Tuesday, August 25, 2009

Kevin

Kevin when i first met him 2 years ago, age 1

Kevin today at age 3


This post perhaps wont make much sense to anyone.... I'm currently still trying to process through my thoughts and emotions and frustrations and joys and concerns for a little boy named Kevin who lives at one of my favorite children's homes to visit here in Monterrey.  Lately (this whole past month), my heart has just been completely broken over him.  I want so badly to take him home with me.   One of the high lights of my summer was seeing him eat dinner with a fork while sitting on my lap- all BY HIMSELF.  For those of you that know kevin or have seen him at lunch time, you'd know how big of a deal this is and how starkly different that is from his typical lunch time tantrum.   Kevin has special needs and is soon to be tested to determine what kind of autism, if any, he has.  This kid doesn't do too well when his daily routine is interrupted - for example, when we have an american group present to take this home on a field trip or have them on our property for a pool party.  I found him many days this summer, screaming and crying near the little palapa while everyone else was in the pool, frustrated and confused but not at all wanting to go near or in the pool because he's scared of it, simultaneously with a confused american unsuccessfully trying to pick him up and make him happy.   Somehow, he seemed to end up on my lap on those afternoons.  We'd talk and he'd just sit back in my lap and watch the other kids in the pool.    And these days.... when i go to his children's home, he's almost always in my arms- just hugging me.  I'll be honest- I really just want to take him home with me, seriously I've considered attempting to make that legal.  Whenever I leave that children's home, I cry - still, and i live here and can go there whenever i want but I lose it.  I find myself frustrated and broken, crying to God and begging him to tell me why little babies have to grow up parentless and abandoned.  
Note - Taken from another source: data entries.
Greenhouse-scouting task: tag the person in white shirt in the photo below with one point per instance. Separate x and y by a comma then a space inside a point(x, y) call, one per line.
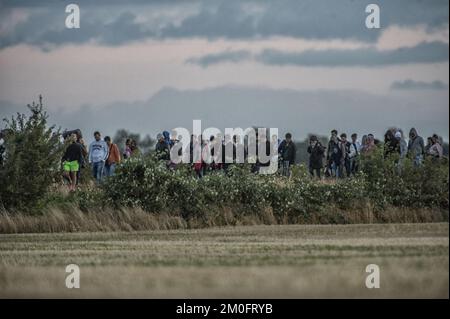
point(355, 149)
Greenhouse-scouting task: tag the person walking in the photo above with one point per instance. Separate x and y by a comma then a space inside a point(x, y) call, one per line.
point(71, 161)
point(98, 154)
point(288, 151)
point(416, 147)
point(113, 157)
point(316, 153)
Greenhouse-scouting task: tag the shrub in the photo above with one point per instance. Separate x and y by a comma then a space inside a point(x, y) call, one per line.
point(32, 158)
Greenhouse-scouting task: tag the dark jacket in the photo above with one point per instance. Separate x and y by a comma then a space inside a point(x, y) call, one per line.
point(162, 151)
point(316, 156)
point(73, 153)
point(287, 151)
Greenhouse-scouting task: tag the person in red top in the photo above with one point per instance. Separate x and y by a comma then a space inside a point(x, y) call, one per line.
point(113, 157)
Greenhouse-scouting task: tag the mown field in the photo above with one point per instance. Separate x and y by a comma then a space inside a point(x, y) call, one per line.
point(290, 261)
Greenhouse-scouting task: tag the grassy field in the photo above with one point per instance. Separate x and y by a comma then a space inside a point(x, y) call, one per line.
point(288, 261)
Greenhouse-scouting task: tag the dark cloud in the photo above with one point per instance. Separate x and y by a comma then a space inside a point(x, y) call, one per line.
point(299, 112)
point(221, 57)
point(114, 23)
point(418, 85)
point(367, 57)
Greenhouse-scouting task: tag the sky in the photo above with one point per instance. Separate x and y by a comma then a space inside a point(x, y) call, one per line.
point(304, 66)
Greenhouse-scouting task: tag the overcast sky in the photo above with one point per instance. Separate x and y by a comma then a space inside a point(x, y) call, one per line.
point(150, 65)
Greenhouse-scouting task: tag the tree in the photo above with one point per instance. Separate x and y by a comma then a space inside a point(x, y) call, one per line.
point(32, 159)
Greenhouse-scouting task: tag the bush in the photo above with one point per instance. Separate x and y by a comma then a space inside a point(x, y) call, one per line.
point(32, 158)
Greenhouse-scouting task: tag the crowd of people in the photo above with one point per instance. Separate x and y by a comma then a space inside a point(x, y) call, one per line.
point(338, 159)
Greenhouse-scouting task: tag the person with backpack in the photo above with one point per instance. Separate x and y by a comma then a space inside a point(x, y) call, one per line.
point(98, 154)
point(416, 147)
point(162, 149)
point(71, 161)
point(391, 144)
point(113, 157)
point(316, 151)
point(345, 160)
point(2, 147)
point(435, 151)
point(353, 155)
point(334, 155)
point(127, 150)
point(329, 151)
point(287, 151)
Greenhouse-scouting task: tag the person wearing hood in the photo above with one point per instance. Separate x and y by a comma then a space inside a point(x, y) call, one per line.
point(167, 139)
point(416, 147)
point(98, 154)
point(391, 144)
point(403, 146)
point(316, 151)
point(435, 150)
point(162, 148)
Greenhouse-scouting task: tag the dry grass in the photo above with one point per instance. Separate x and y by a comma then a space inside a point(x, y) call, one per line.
point(292, 261)
point(72, 219)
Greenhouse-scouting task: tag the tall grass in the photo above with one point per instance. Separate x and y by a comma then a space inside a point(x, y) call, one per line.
point(73, 219)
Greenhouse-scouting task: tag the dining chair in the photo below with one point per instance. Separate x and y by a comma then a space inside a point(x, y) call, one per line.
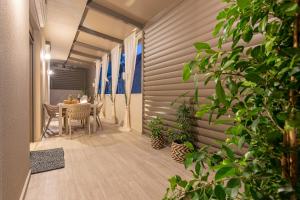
point(53, 112)
point(98, 110)
point(79, 112)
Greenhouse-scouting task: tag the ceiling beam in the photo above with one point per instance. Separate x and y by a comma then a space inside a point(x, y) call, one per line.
point(100, 8)
point(84, 54)
point(81, 61)
point(101, 35)
point(82, 44)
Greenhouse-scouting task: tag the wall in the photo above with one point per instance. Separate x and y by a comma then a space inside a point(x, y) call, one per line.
point(14, 101)
point(58, 96)
point(135, 110)
point(168, 45)
point(38, 76)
So would you join me in praying for Kevin and the millions of little babies that grow up in similar situations.... just lost and broken- that they would come to know the love that their heavenly father has for them.  And I'm pretty sure that God's heart hurts more than mine ever will for kids like Kevin.  

May we be His hands and feet to this lost and hurting world so that they could see our good works and give glory to God in heaven

1 comment:

Brooks said...

Hey Caroline it's Brooks. I met you at Barnes and Noble with Amanda... The post makes a lot of sense. Just wanted to let you know. Hope things are good in Monterey!